L’homme se croyait mieux informé.
—On m’a dit que ces bijoux étaient faux, aussi faux que ceux de notre poétique comtesse. Les Torrebianca ont gardé l’argent que Fontenoy avait donné pour payer les vrais; peut-être aussi ont-ils vendu les vrais qu’ils ont remplacés par des imitations.
La femme eut un soupir on entendant le nom de Fontenoy.
—Cet homme est bien près de sa ruine. Tout le monde le dit. On parle même de tribunaux et de prisons... Elle est vorace, la Russe!
L’homme eut un sourire incrédule.
—La Russe?... On l’a connue enfant à Vienne où elle chantait ses premières romances dans un music-hall. Un ancien diplomate affirme de son côté qu’elle est espagnole, mais née d’un père anglais... Nul ne connaît sa véritable nationalité, peut-être l’ignore-t-elle elle-même.
Robledo se leva de son siège. Il était indigne de lui de rester là et d’écouter sans rien dire ces propos offensants pour ses amis. Mais avant qu’il eût pu s’éloigner il entendit derrière lui une double exclamation d’étonnement.
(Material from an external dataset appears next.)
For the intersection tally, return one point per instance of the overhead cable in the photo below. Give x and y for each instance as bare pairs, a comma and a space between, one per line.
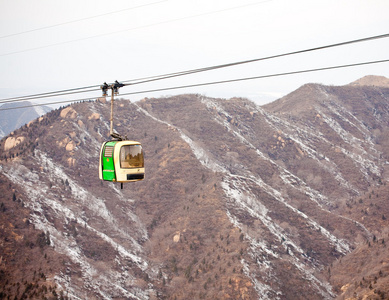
188, 72
214, 82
—Voici Fontenoy, dit la femme, le grand protecteur des Torrebianca! Il est bien étonnant de le voir dans cette maison; il n’y vient jamais, car il a peur que la comtesse lui emprunte aussitôt de l’argent!... Quelque chose d’extraordinaire est arrivé!
Dans le groupe élégant, l’ingénieur reconnut Fontenoy qui saluait les Torrebianca. Il souriait aimablement, et Robledo ne remarqua dans sa personne rien d’extraordinaire. Même il n’avait plus cette expression préoccupée que donne l’approche menaçante des échéances. Il semblait plus sûr de lui et plus calme que d’autres fois. Seule semblait anormale l’amabilité exagérée qu’il affectait en parlant aux gens.
L’Espagnol, qui l’observait de loin, le vit faire des yeux un léger signe à Hélène. Puis, avec indifférence, il s’éloigna du groupe pour se rapprocher lentement du cabinet solitaire que Robledo au début de la soirée avait occupé avec la comtesse.